Selon lui, l’absence de cette loi est parfois à l’origine du verrouillage de l’information. «S’il n’y a pas une obligation pour l’administration ou certaines de ses dépendances de donner une information, les journalistes seront toujours dans la recherche qui sera marquée par une certaine nébuleuse. L’accès à l’information est donc très utile pour les journalistes parce qu’il leur permet d’avoir un accès aux sources et cela ne peut qu’améliorer le rendu qu’ils vont partager avec le public en termes d’informations », a fait savoir Bamba Kassé.

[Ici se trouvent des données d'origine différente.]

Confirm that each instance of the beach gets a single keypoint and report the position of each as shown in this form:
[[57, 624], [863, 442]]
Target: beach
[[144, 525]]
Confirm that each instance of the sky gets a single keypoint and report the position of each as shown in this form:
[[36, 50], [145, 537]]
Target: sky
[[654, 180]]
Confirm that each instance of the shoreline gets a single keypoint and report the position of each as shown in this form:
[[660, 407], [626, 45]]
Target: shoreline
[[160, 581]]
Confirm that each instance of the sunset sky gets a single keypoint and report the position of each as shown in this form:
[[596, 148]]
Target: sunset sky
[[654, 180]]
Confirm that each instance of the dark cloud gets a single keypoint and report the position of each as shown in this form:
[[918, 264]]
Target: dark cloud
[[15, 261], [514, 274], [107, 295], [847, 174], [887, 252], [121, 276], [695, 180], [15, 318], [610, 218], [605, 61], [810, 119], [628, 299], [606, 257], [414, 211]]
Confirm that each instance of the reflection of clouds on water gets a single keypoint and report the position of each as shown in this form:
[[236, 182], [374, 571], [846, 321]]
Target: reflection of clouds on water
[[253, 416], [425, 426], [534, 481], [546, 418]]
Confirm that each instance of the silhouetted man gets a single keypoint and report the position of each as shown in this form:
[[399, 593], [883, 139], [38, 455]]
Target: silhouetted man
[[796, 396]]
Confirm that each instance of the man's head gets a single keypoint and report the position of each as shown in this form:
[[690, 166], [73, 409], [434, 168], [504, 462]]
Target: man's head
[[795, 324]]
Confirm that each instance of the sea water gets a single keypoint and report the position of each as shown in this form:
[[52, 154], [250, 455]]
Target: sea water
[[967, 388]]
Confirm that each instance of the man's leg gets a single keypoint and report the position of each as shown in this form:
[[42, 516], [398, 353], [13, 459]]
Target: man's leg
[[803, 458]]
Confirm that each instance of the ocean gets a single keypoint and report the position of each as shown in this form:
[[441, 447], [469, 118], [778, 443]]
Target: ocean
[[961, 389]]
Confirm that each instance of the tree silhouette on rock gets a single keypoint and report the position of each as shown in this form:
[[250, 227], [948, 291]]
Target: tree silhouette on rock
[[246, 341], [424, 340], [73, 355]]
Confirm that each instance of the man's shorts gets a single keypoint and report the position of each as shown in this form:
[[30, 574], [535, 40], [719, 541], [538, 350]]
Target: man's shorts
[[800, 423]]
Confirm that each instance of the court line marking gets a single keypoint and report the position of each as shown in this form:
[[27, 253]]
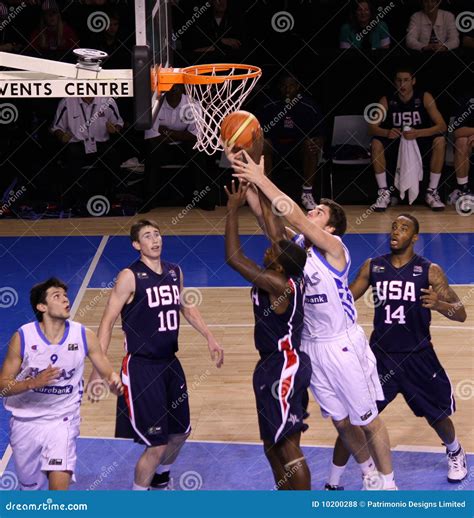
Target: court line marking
[[400, 447], [77, 302], [88, 276]]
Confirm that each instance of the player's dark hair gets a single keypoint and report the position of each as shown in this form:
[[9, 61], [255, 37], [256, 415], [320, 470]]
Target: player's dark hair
[[337, 216], [38, 294], [138, 225], [292, 258], [412, 219]]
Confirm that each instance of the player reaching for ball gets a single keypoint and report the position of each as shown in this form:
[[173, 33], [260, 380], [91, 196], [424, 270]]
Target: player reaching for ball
[[283, 373], [41, 381], [406, 288], [344, 382]]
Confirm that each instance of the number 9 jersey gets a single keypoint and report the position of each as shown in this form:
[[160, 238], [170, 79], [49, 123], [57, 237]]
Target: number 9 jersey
[[151, 320]]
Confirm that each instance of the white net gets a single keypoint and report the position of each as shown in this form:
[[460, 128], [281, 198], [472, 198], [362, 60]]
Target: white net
[[211, 102]]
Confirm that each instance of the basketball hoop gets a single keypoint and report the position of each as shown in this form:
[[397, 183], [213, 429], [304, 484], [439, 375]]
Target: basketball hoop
[[214, 91]]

«LES JOURNALISTES NE PEUVENT PAS PRODUIRE DES ARTICLES DE QUALITE S’ILS N’ONT PAS…»
Le fondateur et président de Wathi (think tank citoyen de l’Afrique de l’Ouest) plaide l’accès à l’information. Selon Gille Yabi, «les journalistes ne peuvent pas produire des articles de qualité s’ils n’ont pas, eux-mêmes, accès à l’information». Poursuivant son propos, il ajoute : «si les journalistes n’ont pas accès à une information de qualité, c’est-à-dire avec des sources qui soient crédibles, les journalistes vont sans doute, soit inventer quasiment des informations ou en tout cas ajouter des éléments dont ils n’ont pas la source, la substance, soit ils vont produire des articles avec très peu de contenus en informations».

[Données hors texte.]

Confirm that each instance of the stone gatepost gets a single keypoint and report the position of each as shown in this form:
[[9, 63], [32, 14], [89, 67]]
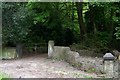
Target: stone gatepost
[[50, 49], [108, 65]]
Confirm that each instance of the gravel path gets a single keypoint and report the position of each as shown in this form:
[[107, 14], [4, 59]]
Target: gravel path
[[40, 67]]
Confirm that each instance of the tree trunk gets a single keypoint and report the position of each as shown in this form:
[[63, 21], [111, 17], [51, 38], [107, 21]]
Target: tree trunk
[[79, 6]]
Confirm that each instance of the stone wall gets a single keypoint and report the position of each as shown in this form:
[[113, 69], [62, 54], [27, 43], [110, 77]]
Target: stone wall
[[72, 57]]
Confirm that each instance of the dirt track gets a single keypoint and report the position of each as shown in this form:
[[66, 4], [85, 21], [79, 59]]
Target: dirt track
[[40, 67]]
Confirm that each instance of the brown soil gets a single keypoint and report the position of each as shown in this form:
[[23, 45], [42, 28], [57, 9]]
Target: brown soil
[[39, 66]]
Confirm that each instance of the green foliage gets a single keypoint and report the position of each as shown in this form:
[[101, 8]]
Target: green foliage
[[17, 19], [118, 32]]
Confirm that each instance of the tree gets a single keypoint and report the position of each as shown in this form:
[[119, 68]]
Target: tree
[[79, 6], [17, 17]]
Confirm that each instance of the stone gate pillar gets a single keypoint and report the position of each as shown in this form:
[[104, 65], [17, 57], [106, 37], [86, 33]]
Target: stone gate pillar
[[50, 49], [108, 65]]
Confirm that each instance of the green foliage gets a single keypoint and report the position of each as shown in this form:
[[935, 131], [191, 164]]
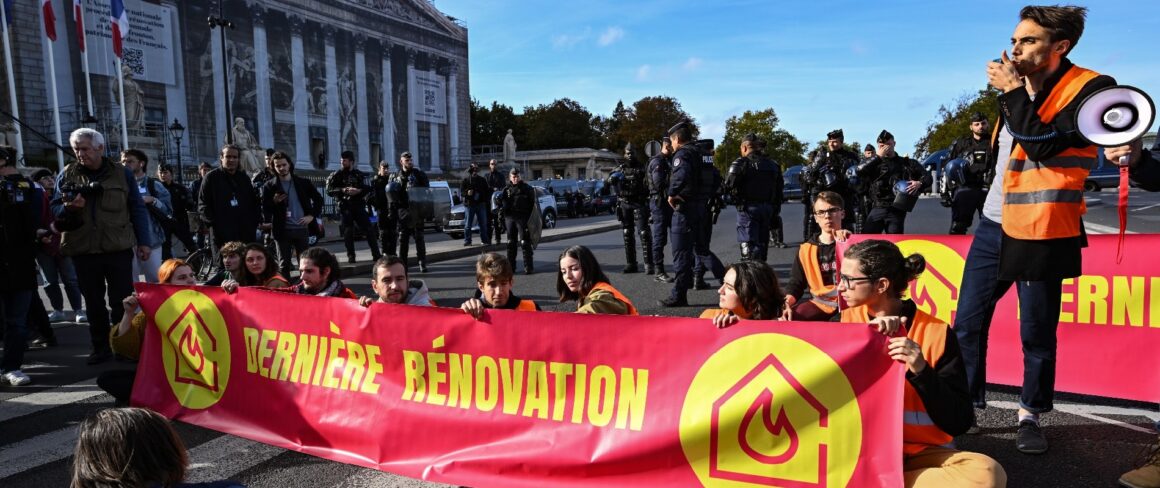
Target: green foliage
[[955, 122], [781, 146]]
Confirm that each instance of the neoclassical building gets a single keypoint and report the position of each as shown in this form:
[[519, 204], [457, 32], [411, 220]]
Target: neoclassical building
[[305, 77]]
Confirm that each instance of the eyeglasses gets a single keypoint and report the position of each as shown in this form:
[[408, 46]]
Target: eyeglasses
[[849, 282]]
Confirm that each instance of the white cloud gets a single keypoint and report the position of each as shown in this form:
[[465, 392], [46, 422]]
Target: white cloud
[[610, 36], [643, 73]]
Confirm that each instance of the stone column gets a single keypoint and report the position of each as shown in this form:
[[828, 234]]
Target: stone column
[[301, 117], [412, 130], [362, 130], [262, 78], [333, 124], [389, 151], [452, 113]]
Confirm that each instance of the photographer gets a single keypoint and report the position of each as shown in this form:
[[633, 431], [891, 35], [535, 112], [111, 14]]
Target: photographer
[[102, 218]]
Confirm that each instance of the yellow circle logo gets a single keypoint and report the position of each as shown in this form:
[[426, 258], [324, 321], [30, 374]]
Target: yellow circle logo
[[936, 290], [771, 409], [195, 348]]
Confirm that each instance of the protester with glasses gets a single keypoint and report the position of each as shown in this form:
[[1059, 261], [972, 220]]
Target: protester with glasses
[[936, 405]]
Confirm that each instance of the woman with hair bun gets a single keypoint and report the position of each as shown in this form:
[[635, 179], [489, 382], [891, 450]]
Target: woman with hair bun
[[936, 405]]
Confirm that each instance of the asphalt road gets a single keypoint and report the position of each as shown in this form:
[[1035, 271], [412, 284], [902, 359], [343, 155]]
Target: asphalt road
[[1094, 439]]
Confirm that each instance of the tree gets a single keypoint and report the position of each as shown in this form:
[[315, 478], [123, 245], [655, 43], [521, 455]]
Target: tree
[[781, 146], [952, 123], [563, 123]]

Aujourd’hui, face au développement des nouvelles technologies de l’information et de la communication, le verrouillage de l’information pourrait constituer un terrain fertile pour la prolifération des fake news. En effet, l’information de qualité contribue au débat public et à une société ouverte et dynamique. Sur ce, des débats qui s’appuient sur des reportages riches et une vulgarisation des grands enjeux et des enquêtes qui font la lumière sur des situations qui resteraient sinon dans l’ombre, restent importants.

PROJET DE LOI SUR L’ACCES A L’INFORMATION : Un déficit d’information noté sur son état d’avancement
Au Sénégal, l’article 8 de la Constitution consacre le droit d’accès à l’information (le droit à l’information plurielle). Mieux, notre pays a signé et adopté beaucoup de conventions et d’aspects législatifs qui obligent ce droit. Toutefois, il ne dispose toujours pas de loi sur l’accès à l’information. « Il n’y a pas une loi qui porte sur l’accès à l’information. Au moment où nous sommes, il y a un projet de loi sur lequel Article 19, l’institut Panos et beaucoup d’autres organisations de la société civile ont longtemps travaillé pour avoir une mouture de la loi avec un décret d’application mais jusque là, elle n’a pas été adoptée.

Le processus a duré plus de 20 ans, mais il n’y a pas d’information sur le projet de loi. Jusque-là, lorsque vous allez voir le gouvernement, on vous dit que le projet est dans le circuit administratif», a expliqué le chargé de programme à l’ONG Article 19, Abdoulaye Ndiaye. Il s’exprimait lors d’un panel sur «Citoyenneté, gouvernance et accès à l’information au Sénégal» organisé par l’Ecole supérieure de Journalisme, des Métiers de l’Internet et de la Communication (EJICOM) le jeudi 31 mars dernier.

Malgré tout, plusieurs textes permettent d’accéder aux informations mais ce n’est toujours pas le cas. Selon le chargé de programme à l’ONG Article 19 , il s’agit, entre autres, de «la loi de 2013 sur le Code général des Collectivités territoriales qui, en son article 6, donne la possibilité au citoyen de demander l’information aux élus locaux, le décret du 29 septembre 2014 qui régit les modalités de préparation de passation et d’exécution des marchés publiques, la loi de 2014 sur la déclaration de patrimoine, la loi 2008 sur la protection des données à caractère personnel».

Il ajoute : «il y a beaucoup d’autres mécanismes auxquels le Sénégal a adhéré comme l’Initiative pour la Transparence dans les Industries extractives (ITIE) qui permet d’avoir l’information sur les industries extractives». Il cite aussi le « Partenariat pour un gouvernement ouvert (OGP) qui a 12 engagements qui lient le Sénégal et le premier porte sur l’adoption d’une loi d’accès à l’information conforme aux standards internationaux».